Who’s Taking Profits on Bitcoin Past $100K and Putting a Lid on the Rally?
Bitcoin Holds Steady Above $100K as ETF Demand Faces Profit-Taking Pressure
Bitcoin’s rally has hit a roadblock, with the cryptocurrency consolidating in a range between $100,000 and $110,000 for 42 consecutive days—a record stretch of sideways trading. Despite strong inflows into spot ETFs, rising stablecoin supplies, and a more favorable regulatory outlook in the U.S., BTC remains unable to break out decisively.
Market Tug-of-War: Buyers vs. Sellers
Alexander Blume, CEO of Two Prime, an SEC-registered investment adviser, says the market is currently locked in a standoff between speculators cashing in profits and long-term investors looking to buy on dips.
“Given global geopolitical tensions, it’s understandable that leveraged traders are reducing risk while longer-term holders step in to accumulate,” Blume told CoinDesk. “Right now, the market is balanced between these opposing forces.”
According to data from Glassnode, short-term holders—those who acquired BTC less than a year ago—have been particularly active in taking profits. On Monday, this group accounted for 83% of realized gains, with holders in the six- to twelve-month window alone contributing $904 million in selling pressure, the second-largest amount so far this year.
Even long-term holders are trimming positions. Glassnode reported that wallets holding BTC for over a year realized $1.2 billion in profits at last week’s price highs, though this has since dropped to $324 million.
“Long-term holders are seizing the opportunity presented by ETF inflows to lock in profits,” said Markus Thielen, founder of 10x Research. “This dynamic has kept volatility low, but the market looks ready for a significant move.”
Miners Add to Supply Pressure
Miners are also contributing to the selling. Data from IntoTheBlock shows that miners’ wallets have collectively offloaded around 30,000 BTC since late May, reducing their balances from 1.94 million to 1.91 million BTC over a span of three weeks.

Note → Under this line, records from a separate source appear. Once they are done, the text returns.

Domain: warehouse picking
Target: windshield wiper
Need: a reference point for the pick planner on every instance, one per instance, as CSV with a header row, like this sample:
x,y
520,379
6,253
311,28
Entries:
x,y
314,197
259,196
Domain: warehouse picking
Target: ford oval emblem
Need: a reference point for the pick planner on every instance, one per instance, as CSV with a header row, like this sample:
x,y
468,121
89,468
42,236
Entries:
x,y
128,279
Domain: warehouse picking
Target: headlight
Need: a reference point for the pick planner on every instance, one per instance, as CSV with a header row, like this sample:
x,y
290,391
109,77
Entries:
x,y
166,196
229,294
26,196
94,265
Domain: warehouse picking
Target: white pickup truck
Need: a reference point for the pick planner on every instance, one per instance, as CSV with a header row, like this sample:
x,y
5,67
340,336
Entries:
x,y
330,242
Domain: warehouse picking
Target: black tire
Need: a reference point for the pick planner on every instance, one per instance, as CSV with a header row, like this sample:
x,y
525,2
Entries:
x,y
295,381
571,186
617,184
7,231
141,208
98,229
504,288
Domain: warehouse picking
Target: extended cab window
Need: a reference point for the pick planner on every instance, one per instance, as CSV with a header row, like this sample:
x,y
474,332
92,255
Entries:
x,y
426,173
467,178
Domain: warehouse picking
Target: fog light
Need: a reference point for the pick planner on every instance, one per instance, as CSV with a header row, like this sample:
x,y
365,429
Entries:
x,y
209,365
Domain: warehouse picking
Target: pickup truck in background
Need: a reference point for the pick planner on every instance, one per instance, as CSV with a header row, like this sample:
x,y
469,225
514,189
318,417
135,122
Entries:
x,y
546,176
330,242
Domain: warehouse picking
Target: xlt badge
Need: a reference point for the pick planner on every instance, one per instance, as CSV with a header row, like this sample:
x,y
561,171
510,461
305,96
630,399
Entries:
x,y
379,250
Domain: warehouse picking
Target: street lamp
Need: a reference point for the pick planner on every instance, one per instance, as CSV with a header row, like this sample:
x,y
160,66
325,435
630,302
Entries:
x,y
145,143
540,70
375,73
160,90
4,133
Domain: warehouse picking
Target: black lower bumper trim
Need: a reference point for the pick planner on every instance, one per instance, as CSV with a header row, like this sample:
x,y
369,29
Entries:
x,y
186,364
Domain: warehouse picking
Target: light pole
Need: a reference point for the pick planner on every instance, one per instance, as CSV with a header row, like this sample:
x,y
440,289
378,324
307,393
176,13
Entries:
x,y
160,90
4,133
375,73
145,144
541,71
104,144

“Miners have ongoing operational costs that require cash,” said Philippe Bekhazi, CEO of crypto firm XBTO. “Even some long-term holders must liquidate assets occasionally to cover expenses. The key is whether the market can absorb those sales without causing a major price drop.”
Despite ongoing sales, miners’ influence on spot trading volume is diminishing, now at its lowest level since 2022.
Higher Yields Draw Capital Away from BTC
Institutional and retail accumulation, which was robust during bitcoin’s surge off April lows around $75,000, has lost momentum as the price climbed past six figures.
“Accumulation tapered off above $100K as funding rates rose sharply and delta-neutral strategies began offering annual yields between 15% and 30%,” said Ben Lilly, co-founder of Jlabs Digital. “Many traders shifted away from directional bets toward yield capture.”
Delta-neutral trades involve going long spot BTC while shorting perpetual futures to lock in funding rate premiums, enabling traders to earn returns without taking price exposure.
Jimmy Yang, co-founder of Orbit Markets, observed that bitcoin’s evolution into a more mature asset has tempered return expectations.
“Investors no longer expect explosive 10x or 100x gains from BTC,” Yang told CoinDesk. “As a result, some long-term holders are reallocating funds into other asset classes like equities, gold, or private investments for diversification.”
Summer Calm or Big Move Ahead?
Looking forward, Yang expects bitcoin to remain closely linked to equity markets and overall risk sentiment.
“With both stocks and BTC near all-time highs, further gains in equities could lift bitcoin as well,” Yang said. “Still, lighter summer trading volumes might keep markets quiet for the next few weeks.”
Blume suggested that a modest pullback wouldn’t be unusual following bitcoin’s sharp climb from $75,000.
“After such a strong run, some cooling off is healthy,” Blume noted. “The shallow corrections we’ve seen so far indicate underlying strength and set the stage for the next leg up.”
Thielen highlighted $102,000 as key support and $106,000 as immediate resistance levels that traders should watch closely for signs of bitcoin’s next major move.